In the course of the trial evidence was admitted by the court, over objections by defendant’s counsel, showing that the illegitimate child was kept by the plaintiff in his family. The duty of supporting and maintaining this child, under the law, devolved upon plaintiff’s daughter and not upon the plaintiff. Plaintiff’s counsel argue that the keeping of the child added to the publicity of the disgrace; that it therefore properly entered into the subject of damages; and that the court’s ruling was not erroneous. Whether in a given case we would consider the reception of this evidence as prejudicial error we need not decide herein, in viejv of the opinion already expressed. The question is a close one, and we will reserve our decision thereon for the future.

Error is also assigned by defendant’s counsel because the court, over their objection, admitted testimony of the plaintiff showing that he was the father of thirteen children. In Holz v. Rediske, 116 Wis. 353, 92 N. W. 1105, which was an action for false imprisonment, the admission of evidence showing the size of plaintiff’s family was held error. In 24 Ruling Case Law, 756, the rule is laid down as follows: “The jury may have due regard for the wounded honor of the family. . . . And damages may also be recovered on account of the anxiety of the parent of other children, whose morals may be corrupted by the example.” See, also, Stevenson v. Belknap, 6 Iowa, 97.

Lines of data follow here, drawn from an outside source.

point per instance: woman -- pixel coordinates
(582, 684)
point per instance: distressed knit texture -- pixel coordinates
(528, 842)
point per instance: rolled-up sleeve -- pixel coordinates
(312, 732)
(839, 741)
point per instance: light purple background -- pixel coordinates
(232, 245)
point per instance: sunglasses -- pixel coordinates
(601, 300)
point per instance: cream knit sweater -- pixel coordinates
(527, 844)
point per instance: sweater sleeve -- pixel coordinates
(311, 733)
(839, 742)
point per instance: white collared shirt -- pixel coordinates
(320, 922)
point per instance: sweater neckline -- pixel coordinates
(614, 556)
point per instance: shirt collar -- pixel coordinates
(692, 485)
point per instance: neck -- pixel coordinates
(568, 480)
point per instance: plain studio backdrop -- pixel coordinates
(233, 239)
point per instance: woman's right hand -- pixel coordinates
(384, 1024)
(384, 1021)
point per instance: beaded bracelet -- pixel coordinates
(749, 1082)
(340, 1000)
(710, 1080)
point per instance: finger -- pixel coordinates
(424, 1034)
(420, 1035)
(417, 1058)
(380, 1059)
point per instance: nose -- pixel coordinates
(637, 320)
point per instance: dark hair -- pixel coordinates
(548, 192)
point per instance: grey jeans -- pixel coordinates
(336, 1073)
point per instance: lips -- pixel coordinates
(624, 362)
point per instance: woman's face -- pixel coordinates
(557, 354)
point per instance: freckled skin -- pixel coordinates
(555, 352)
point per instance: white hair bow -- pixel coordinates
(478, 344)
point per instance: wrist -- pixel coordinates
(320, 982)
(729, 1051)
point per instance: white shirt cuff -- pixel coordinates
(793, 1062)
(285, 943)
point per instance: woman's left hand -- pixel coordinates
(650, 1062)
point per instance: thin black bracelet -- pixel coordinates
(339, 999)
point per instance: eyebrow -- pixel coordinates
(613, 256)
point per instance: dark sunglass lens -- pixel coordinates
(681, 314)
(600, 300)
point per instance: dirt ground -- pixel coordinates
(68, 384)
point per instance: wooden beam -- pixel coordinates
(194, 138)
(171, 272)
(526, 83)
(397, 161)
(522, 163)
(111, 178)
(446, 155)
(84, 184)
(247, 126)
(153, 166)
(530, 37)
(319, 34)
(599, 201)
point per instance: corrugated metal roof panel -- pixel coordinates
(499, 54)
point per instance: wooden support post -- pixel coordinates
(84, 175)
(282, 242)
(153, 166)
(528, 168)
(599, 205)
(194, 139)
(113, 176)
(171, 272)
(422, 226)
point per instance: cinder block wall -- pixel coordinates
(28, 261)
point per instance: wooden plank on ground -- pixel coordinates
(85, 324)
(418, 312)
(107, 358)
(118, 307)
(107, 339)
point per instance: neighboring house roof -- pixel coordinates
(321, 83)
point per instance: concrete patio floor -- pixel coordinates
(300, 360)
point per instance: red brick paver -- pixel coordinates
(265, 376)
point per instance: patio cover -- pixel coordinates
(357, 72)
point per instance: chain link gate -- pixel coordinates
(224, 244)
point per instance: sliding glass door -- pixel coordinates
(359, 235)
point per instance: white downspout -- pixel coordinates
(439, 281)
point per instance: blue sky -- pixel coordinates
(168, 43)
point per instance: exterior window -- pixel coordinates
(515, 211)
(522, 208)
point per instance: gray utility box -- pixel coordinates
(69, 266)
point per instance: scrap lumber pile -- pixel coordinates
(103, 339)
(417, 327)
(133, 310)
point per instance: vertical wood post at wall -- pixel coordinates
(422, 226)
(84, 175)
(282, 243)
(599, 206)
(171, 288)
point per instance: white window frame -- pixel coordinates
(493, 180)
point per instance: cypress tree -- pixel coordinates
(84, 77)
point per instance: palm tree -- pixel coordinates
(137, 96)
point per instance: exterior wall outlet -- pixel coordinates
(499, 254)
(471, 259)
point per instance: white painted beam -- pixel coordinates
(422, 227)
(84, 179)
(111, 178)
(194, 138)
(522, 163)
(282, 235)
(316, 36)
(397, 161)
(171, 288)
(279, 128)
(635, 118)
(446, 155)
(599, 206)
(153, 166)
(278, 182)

The quotation above referred to appeals to us as good law; and if it be true that the jury may take into consideration the anxiety of the plaintiff that the morals of his children may be corrupted by the example which results from the facts in this case, it would appear that where the evidence is received for that purpose it is legitimate. But whether we consider the introduction of this evidence as error or not, in view of the opinion heretofore expressed it cannot be deemed prejudicial error.

The motion for a new trial, based upon newly-discovered evidence, was properly denied by the court.

By the Court. — The judgment of the lower court is modified, and the damages are reduced to the sum of $4,000, and as so modified is affirmed.